Waldemar veio a óbito, devido a uma falência múltipla de órgãos, no dia 3 de
janeiro de 1886, deixando três filhos e sete netos.
E é aí que
surge o aspecto inexplicável da vida de Melissa Whitman, aquele que a tornou
notável até o presente: por volta de seis meses após a morte do senhor Kloos,
no dia 15 de julho daquele ano, ela acordou; mas não era mais a ingênua e
tranquila filha de Rupert Whitman que habitava aquele corpo: o sotaque, os
trejeitos, a personalidade, mesmo as memórias daquela alma eram exatamente as
de Waldemar Kloos.
O assédio de
jornalistas e curiosos em geral, a partir do momento em que a notícia vazou,
foi suficiente para que o patriarca Whitman se dispusesse a isolar a filha na
mansão da família, se não num sanatório; mas Melissa se recusou. Agindo como se
não compreendesse a situação em que se encontrava, ela exigia voltar para
“seus” filhos, “sua” casa e “seu” trabalho como sapateiro em uma região mais
pobre da cidade. Os detalhes que fornecia da vida de Waldemar eram
impressionantes: ela sabia descrever inclusive o local onde o imigrante
nascera, na Baixa Francônia, citando detalhes que Herman Kloos, filho mais
velho de Waldemar, afirmou “só poderem” ser conhecidos pelo próprio ou por
alguém dele muito próximo.
A convulsão
subsequente chegou ao ponto de os descendentes de Waldemar se disporem a
iniciar um processo judicial requerendo que a jovem “herdasse” os direitos
legais (incluindo a identidade em si) do falecido, sendo oficialmente
considerada “pai” de Herman, Arnold e Johan e “avô” de seus filhos (a maioria
dos quais mais velhos do que ela própria), tamanha era a afeição que estes
adquiriram por Melissa, apoiados pelo fato de que o clã Whitman aparentemente
“se esquecera” daquele membro da família; o processo só não ocorreu devido a um
acordo amigável entre os descendentes do senhor Kloos e Rupert Whitman,
permitindo que os primeiros visitassem a menina e com ela convivessem como se
fosse, de fato, seu parente morto, desde que (conforme noticiou o The Providence Journal à época)
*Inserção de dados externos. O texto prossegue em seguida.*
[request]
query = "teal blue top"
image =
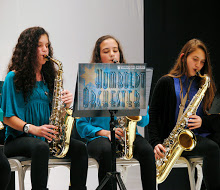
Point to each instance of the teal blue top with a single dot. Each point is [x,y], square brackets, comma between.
[1,115]
[35,111]
[87,127]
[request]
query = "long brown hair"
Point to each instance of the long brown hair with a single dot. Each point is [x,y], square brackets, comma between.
[24,62]
[180,69]
[96,58]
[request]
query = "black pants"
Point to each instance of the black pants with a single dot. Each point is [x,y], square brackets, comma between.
[38,151]
[210,151]
[5,171]
[100,149]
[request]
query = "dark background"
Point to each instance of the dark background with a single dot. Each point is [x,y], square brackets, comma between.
[168,25]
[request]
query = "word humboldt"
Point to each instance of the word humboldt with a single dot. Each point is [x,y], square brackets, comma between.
[115,89]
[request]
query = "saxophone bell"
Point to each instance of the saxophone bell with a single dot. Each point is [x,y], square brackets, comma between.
[115,61]
[129,125]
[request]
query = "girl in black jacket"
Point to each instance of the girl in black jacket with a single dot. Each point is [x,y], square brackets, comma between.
[176,89]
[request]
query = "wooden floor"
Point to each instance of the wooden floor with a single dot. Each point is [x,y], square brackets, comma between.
[59,179]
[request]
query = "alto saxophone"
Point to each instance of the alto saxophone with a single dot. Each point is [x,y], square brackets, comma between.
[60,116]
[180,138]
[128,124]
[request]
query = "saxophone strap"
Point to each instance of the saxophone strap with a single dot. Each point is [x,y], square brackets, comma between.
[183,99]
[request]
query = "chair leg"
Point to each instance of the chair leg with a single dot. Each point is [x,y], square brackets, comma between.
[124,172]
[190,173]
[199,176]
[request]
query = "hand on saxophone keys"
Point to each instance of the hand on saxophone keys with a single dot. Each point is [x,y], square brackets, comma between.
[67,98]
[194,122]
[47,131]
[119,133]
[159,151]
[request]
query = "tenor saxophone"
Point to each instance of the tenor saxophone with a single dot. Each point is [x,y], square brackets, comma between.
[128,124]
[180,138]
[60,116]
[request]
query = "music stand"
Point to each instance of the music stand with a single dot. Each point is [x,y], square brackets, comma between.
[81,109]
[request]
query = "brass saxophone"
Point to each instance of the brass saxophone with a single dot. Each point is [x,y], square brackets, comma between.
[60,116]
[180,139]
[128,124]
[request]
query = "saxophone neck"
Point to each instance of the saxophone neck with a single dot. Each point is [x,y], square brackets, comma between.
[48,58]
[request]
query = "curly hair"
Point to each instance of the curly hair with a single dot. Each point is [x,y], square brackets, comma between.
[180,68]
[24,62]
[96,58]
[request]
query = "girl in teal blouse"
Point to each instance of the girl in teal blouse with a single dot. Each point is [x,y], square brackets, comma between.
[26,98]
[96,130]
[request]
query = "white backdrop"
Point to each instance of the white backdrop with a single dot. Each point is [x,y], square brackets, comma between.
[73,26]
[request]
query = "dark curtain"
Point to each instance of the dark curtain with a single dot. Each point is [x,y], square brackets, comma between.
[168,25]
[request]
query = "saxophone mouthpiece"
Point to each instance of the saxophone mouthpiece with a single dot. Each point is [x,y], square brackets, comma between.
[115,61]
[198,73]
[47,57]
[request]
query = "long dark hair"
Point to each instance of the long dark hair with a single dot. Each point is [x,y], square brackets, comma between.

“seguindo as normas do bom senso”.
O enigma de
Melissa Whitman chegou perto de ser resolvido alguns anos atrás, quando Harold
Kloos, “seu” bisneto, revelou conhecer a “explicação” de todos os eventos de
sua vida. Segundo ele, a senhorita Whitman nunca “se transformara” em Waldemar;
o que teria ocorrido seria simplesmente uma vingança contra a sua família:
Melissa, em verdade, nunca teria estado em coma. Apesar, afirmou Harold, de não
conseguir se mexer além dos movimentos involuntários naturais, ela estava
plenamente consciente do que acontecia a sua volta: o abandono que sofrera, seu
futuro marido se casando com outra e seus parentes agindo como se ela já
estivesse morta. Então, dos anos de convívio com o senhor Kloos, ela teria
maquinado seu absurdo plano, memorizando tudo que conseguia da vida do velho, e
“assumindo” sua identidade assim que retomara o domínio de seu corpo. Depois de
ter se tornado suficientemente próxima dos Kloos, ela então teria lhes contado
a verdadeira história, mantida por gerações como segredo de família.
Todavia,
Robert Whitman, atual herdeiro do clã Whitman e autor do livro The Two Lives of Melissa Whitman: Fact and
Fiction, contestou a versão do bisneto de Waldemar, afirmando não existirem
provas suficientes para declarar que a fantástica narrativa “oficial” (a qual,
por acaso, é fonte de renda para muitos membros de sua família atualmente) seja
falsa; de forma que, quase dois séculos depois do misterioso evento,
dificilmente hoje cheguemos a saber o que de fato ocorreu.